Profits for the struggling lender that had been supported by a deposit injection from bigger US banks last month following the failure of two US regional lenders were overshadowed by the deposit decline.

According to a statement released on Monday, the bank intends to reduce costs in the second quarter by reducing executive salary, reducing office space, and eliminating 20% to 25% of its workforce.

The corporation also wants to decrease borrowings from the Federal Reserve Bank and boost insured deposits.

"We're taking steps to meaningfully reduce our expenses to align with our focus on reducing the size of the balance sheet," CEO Mike Roffler said in a post-earnings call, which ran for less than 15 minutes and ended without executives taking questions from analysts.
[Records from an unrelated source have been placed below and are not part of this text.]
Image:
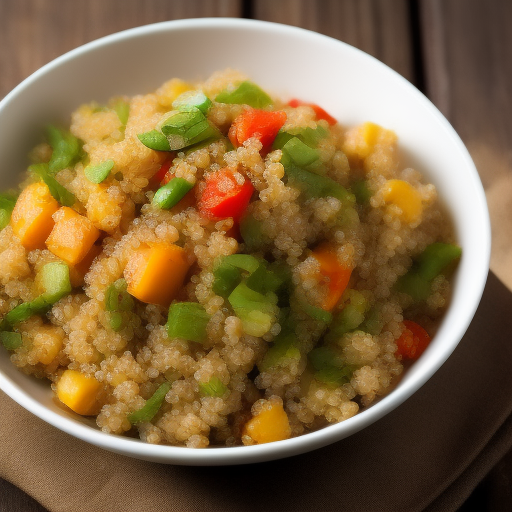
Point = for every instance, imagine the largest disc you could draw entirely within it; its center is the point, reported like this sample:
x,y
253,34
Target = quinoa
x,y
222,387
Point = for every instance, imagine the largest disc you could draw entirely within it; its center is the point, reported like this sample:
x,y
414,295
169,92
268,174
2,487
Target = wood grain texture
x,y
33,32
468,55
379,27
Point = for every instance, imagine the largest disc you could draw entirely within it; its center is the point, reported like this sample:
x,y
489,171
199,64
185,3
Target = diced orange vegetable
x,y
413,341
227,194
156,273
261,124
406,197
319,111
31,219
72,236
79,392
78,271
331,271
270,425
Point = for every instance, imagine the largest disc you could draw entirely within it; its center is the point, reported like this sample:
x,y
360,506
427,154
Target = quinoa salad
x,y
207,265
After Silicon Valley Bank (SVB) and Signature Bank failed last month, clients began shifting billions of dollars to larger institutions, shattering consumer faith in US smaller banks. This brought the First Republic into sharp spotlight.

Despite the lender receiving a combined $30 billion lifeline in deposits from US banking behemoths including Bank of America Corp., Citigroup Inc., JPMorgan Chase & Co., and Wells Fargo & Co., deposits declined to $104.47 billion in the first quarter from $176.43 billion in the fourth quarter.

Absent the assistance from significant banks, the drop in deposits was close to $102 billion.

Nevertheless, the business said that deposits started to stabilise in the week of March 27 and continued to do so through April 21.

According to Refinitiv statistics, the lender earned $1.23 per share in the first quarter that ended in March, far more than the 85 cents per share analysts had predicted for the period.

Results revealed the full magnitude of First Republic's losses following the banking crisis last month, which increased worries of a panic spreading throughout the financial system. It also faces a difficult path to revive its fortunes, banking analysts and industry experts say.

It attracted high net worth clients for years by offering them advantageous rates on mortgages and loans, which made it more prone to risk than regional lenders with less affluent consumers.

This will discourage potential buyers of the bank because "a large mortgage portfolio at incredibly low rates generating little revenue is not very attractive," said Robert Conzo, CEO of New York-based investment advisory firm, The Wealth Alliance.

Its loan book and investment portfolio also became less valuable as interest rates rose.